For all my services, I must work from a completed manuscript–and it shouldn’t be your first draft. See 10 Things Your Freelance Editor Might Not Tell You–But Should.
With a basic structural edit, a line edit, or a copy edit, I point out obstacles that can tug your readers out of your story and send them swimming back to reality.
Basic structural edit
Tell-tale ripples on the surface of your story indicate obstacles that will keep readers from taking your bait. A basic structural edit points out
- Confusing or inadequate plot development
- Imbalance between back story and plot, between dialogue and narrative, between secondary/extraneous detail and plot-enhancing detail
- Inadequate, conflicting, or unclear character motivation and development
- Ineffective point-of-view strategy
Line edit PLUS coaching
Serious dangers lurk in the depths. A line edit provides
- Analysis of plot chronology (especially important for multiple or complex story lines and for mysteries)
- Suggestions for moving or recasting sentences/paragraphs/sections to improve clarity and flow
- Analysis of the following elements
- Words (provide more specific or vivid ones)
- Phrases (look at whether they are necessary, whether they are clear, whether they work at their location in the sentence or should be moved to improve clarity)

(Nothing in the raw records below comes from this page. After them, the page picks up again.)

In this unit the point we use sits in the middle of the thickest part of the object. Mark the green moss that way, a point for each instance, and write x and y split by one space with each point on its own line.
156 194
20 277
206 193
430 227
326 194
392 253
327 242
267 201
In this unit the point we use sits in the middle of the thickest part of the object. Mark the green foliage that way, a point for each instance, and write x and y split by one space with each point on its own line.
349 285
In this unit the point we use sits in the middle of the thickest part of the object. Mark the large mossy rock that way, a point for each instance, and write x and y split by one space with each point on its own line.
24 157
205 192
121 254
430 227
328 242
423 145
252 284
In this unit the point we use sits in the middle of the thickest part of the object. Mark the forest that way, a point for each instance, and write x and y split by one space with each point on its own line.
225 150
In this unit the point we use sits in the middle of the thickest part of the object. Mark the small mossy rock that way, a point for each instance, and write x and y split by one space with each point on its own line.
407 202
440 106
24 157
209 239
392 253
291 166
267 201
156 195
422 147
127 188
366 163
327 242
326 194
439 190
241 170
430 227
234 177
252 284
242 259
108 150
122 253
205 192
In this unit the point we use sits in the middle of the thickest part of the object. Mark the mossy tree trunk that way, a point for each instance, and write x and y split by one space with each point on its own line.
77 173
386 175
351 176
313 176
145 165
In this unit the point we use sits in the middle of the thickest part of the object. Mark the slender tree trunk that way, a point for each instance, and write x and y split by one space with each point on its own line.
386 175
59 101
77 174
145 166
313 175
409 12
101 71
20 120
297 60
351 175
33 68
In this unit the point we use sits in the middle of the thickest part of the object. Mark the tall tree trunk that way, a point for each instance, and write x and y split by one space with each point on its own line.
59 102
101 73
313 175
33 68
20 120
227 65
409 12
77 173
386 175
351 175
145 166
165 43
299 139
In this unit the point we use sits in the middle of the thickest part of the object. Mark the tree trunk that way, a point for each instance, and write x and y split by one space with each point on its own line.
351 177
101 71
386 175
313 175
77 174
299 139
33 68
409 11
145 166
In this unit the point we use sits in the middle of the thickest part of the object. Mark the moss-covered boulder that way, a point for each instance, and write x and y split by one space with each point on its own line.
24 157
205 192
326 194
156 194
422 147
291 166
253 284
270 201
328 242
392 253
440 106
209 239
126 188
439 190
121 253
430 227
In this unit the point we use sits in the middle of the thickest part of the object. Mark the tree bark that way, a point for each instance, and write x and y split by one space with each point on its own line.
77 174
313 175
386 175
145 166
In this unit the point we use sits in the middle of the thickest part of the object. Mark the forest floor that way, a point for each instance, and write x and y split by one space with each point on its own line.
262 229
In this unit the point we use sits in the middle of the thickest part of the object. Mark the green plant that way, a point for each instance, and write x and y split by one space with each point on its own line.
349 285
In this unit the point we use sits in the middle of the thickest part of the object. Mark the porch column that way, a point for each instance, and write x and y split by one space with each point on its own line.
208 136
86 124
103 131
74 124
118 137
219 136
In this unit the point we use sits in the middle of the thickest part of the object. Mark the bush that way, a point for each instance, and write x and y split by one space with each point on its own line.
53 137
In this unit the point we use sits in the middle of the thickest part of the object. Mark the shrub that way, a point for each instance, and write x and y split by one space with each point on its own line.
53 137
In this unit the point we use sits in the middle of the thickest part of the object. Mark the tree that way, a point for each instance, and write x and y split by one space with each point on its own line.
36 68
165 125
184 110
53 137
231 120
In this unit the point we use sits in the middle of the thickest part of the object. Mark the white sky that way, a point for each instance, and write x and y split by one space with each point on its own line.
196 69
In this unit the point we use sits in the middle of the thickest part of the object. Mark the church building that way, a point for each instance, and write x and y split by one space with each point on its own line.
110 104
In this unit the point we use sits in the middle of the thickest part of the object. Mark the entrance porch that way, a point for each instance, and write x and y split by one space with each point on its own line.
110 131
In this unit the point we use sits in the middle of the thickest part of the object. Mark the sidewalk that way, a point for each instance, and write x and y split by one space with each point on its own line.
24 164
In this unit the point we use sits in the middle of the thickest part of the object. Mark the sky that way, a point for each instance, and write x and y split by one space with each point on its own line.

- Sentence structure (analyze and refine sentence length and variety to improve readability).
- Correction of sequencing errors in sentences/paragraphs.
I ALSO COACH YOU on fiction techniques that heighten your readers’ involvement in your story.
I point out
- Holes/inconsistencies/impossibilities in overall narrative, individual scenes, plot, and characterization
- Inconsistent or incomplete character development and/or action
- Inconsistent or incomplete plot development
- POV (point of view) errors
- Inconsistent POV (failure to adhere to one POV choice: first-person, third-person, omniscient)
- Head-hopping (failure to identify one character per scene/chapter through whose eyes the action unfolds)
- Character filtering (a form of author intrusion that distances readers from the immediacy of the story)
- Insufficient or missing motivation for actions and dialogue
- Related issue: missing or reversed cause and/or effect
- Ineffective pacing
- Telling, where showing is indicated, and vice versa
- Large sections of unnecessary or excessive information—info dumps
- Improper use of flashbacks
- Missing/unclear motivation for speech/action
Bonus services
I provide four hours of consultation to you via email following completion of the edit. This service provides time for us to discuss the edit.
Copy edit
Remaining crags and snags can tear your readers off the hook and away from your story. A copy edit addresses items like the following:
- Grammar, word choice, spelling, punctuation.
Resources used: Chicago Guide to Copyediting Fiction, Chicago Manual of Style, Garner’s English Usage, and Merriam-Webster Online Dictionary. - Dialogue structure
- Consistency of spelling choices (t-shirt, tee-shirt, T-shirt)
- Terms/spelling for actual people/streets/organizations, etc.
- Consistency of spelling for places, characters, and fictional terms (especially important in fantasy fiction)
- Consistent description of character/setting
- Humdrum verbs, descriptions, etc.
- Missing/unclear cues needed to clarify
- Motivation for speech/action
- Character movement
- Location of the action
- Change in or passage of time
- Relative location/movement of characters in a scene
Bonus services
I provide four hours of consultation to you via email following completion of the edit. This service provides time for us to discuss the edit.